C/1930 L1 (Forbes)

Discovery
- Discovered by: Alexander F. I. Forbes
- Discovery site: Cape Town, South Africa
- Discovery date: 31 May 1930

Designations
- Alternative designations: 1930e 1930 V

Orbital characteristics
- Epoch: 6 June 1930 (JD 2426133.5)
- Observation arc: 49 days
- Number of observations: 54
- Perihelion: 1.1528 AU
- Eccentricity: ~1.000
- Orbital period: <270,000 years (inbound)
- Inclination: 97.0912°
- Longitude of ascending node: 279.265°
- Argument of periapsis: 320.966°
- Last perihelion: 10 May 1930

Physical characteristics
- Mean radius: 0.188 km (0.117 mi)
- Comet total magnitude (M1): 12.5
- Apparent magnitude: 9.0 (1930 apparition)

= C/1930 L1 (Forbes) =

Non-periodic comet

Comet Forbes, formally designated as C/1930 L1, is a non-periodic comet that was only observed through optical telescopes in the year 1930.

== Observational history ==
The comet was discovered by Alexander F. I. Forbes as a 9th-magnitude object on the early morning skies of 31 May 1930. It was the fifth new comet of the year and the second of three comets he discovered overall. He immediately informed the Union Observatory in Johannesburg after an exact position was determined about two days later.

The comet was already on its outbound flight since it reached perihelion on 10 May 1930, about three weeks before discovery, but was still approaching Earth at the time, allowing it to be regularly observed from Johannesburg until the end of June. It was only visible in the southern hemisphere until 23 June when first northern observations were recorded by the National Observatory in Athens, Greece.
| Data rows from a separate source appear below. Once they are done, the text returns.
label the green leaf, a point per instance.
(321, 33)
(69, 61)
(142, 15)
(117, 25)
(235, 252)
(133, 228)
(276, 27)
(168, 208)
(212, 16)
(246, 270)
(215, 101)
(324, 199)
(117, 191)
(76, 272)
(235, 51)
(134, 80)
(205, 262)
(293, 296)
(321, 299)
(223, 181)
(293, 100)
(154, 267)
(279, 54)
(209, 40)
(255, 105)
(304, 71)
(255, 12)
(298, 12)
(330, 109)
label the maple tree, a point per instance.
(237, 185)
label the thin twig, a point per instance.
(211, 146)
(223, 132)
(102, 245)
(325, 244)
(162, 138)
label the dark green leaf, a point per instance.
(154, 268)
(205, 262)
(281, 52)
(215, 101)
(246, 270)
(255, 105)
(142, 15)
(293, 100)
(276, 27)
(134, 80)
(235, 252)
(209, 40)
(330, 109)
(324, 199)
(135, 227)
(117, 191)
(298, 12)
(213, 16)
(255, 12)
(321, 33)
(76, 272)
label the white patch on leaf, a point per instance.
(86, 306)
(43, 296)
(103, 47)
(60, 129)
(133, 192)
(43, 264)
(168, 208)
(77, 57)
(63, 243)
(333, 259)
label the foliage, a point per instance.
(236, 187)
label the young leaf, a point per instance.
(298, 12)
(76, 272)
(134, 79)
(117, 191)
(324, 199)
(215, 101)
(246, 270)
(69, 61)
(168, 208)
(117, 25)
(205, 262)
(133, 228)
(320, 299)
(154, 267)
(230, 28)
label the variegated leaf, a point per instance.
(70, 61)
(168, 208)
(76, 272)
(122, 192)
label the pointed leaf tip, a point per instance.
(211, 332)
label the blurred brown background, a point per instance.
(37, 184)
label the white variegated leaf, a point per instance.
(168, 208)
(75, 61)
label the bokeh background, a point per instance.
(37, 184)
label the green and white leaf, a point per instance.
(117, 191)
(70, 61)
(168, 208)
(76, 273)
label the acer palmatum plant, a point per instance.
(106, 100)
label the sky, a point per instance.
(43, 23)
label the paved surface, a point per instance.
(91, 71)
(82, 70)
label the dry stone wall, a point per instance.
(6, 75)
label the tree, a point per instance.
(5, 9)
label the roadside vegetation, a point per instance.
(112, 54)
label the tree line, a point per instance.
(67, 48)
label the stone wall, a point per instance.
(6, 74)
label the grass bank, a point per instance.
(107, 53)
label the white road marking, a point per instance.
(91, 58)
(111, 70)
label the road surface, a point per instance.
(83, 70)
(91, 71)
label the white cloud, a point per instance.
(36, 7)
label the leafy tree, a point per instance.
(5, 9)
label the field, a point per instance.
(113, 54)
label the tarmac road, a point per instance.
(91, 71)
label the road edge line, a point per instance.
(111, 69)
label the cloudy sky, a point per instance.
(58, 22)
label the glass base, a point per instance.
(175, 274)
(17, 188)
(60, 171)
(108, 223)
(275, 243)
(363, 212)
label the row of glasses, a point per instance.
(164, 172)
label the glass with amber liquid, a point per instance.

George van Biesbroeck made his first observations of the comet from the Yerkes Observatory on 21 June with Georg von Struve following suit from the Berlin Observatory shortly afterwards, however by that time it rapidly faded away from magnitude 11 to 15 by the end of the month, though a short tail was reported. Van Biesbroeck continued his photographic observations of the comet until 17 July, and its last known position was recorded on 21 July.

== Orbit ==
In 1952, Austrian astronomer Erich Senftl of the Vienna Observatory was able to calculate a retrograde parabolic orbit based from 54 observations over 49 days, which is inclined to 97 degrees from the ecliptic. It reached perihelion at a distance of 1.12 AU on 10 May 1930, and made its closest approach to Earth at a distance of 0.37 AU on 21 June. Due to limited data acquired, it is unknown whether it remains bound to the Solar System or it was ejected into interstellar space.